The current Minors' Property Act (Alberta) ("MPA") came into force in Alberta on January 1, 2005. Our experience with clients suggests that it might be a good time to review the settlement procedure set forth under the Act. We are aware that some clients have or are using forms created for the "small obligations" provisions under the Act in settlements for small amounts (less than $5,000) to avoid obtaining a court ordered settlement. What follows is a refresher on settlement in the context of the MPA.
The MPA makes clear under s. 4(3) that "a settlement of a minor’s claim is binding on the minor only if the settlement is confirmed under subsection (2)." In our view there is no language in the MPA that could lead to the conclusion that the "small obligations" section creates an exception to the clear language in section 4(3). The only relationship between section 4 of the Act and the "small obligations" section is that section 4(4)(c) permits the court a discretion to order payment of the settlement amounts to whomever it sees fit (e.g. the minor) if the amount is less than the amount specified in the Regulation (currently $5,000).

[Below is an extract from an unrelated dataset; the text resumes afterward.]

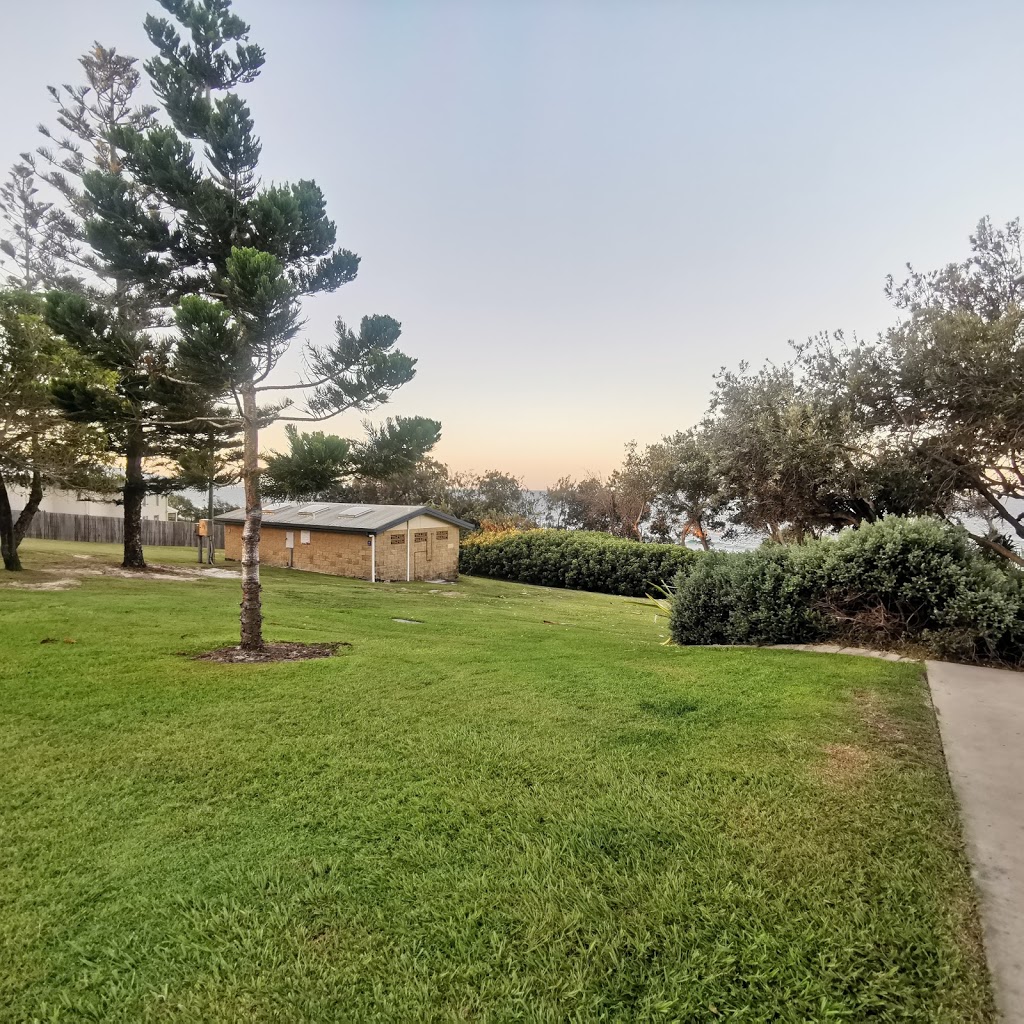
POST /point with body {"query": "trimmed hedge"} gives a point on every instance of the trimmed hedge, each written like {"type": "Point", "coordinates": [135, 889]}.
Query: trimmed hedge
{"type": "Point", "coordinates": [574, 559]}
{"type": "Point", "coordinates": [894, 582]}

Where clients elect to use a procedure other than specified under s. 4, such as the "small obligations" procedure or a release and discontinuance, they should do so with the understanding that the potential remains that the minor could in future bring a further or additional claim.
Unfortunately, the MPA does not account for the possibility that settlement will occur without involvement of the court. We recognize that this puts our clients in a difficult position as not every settlement merits legal involvement. We also appreciate that our clients are sophisticated at assessing risk and can make the determination as to what risk to accept.
Given that we have all been working with the MPA since 2005 we thought it would be a good idea to remind our clients that routinely used settlement procedures may not provide an enforceable release.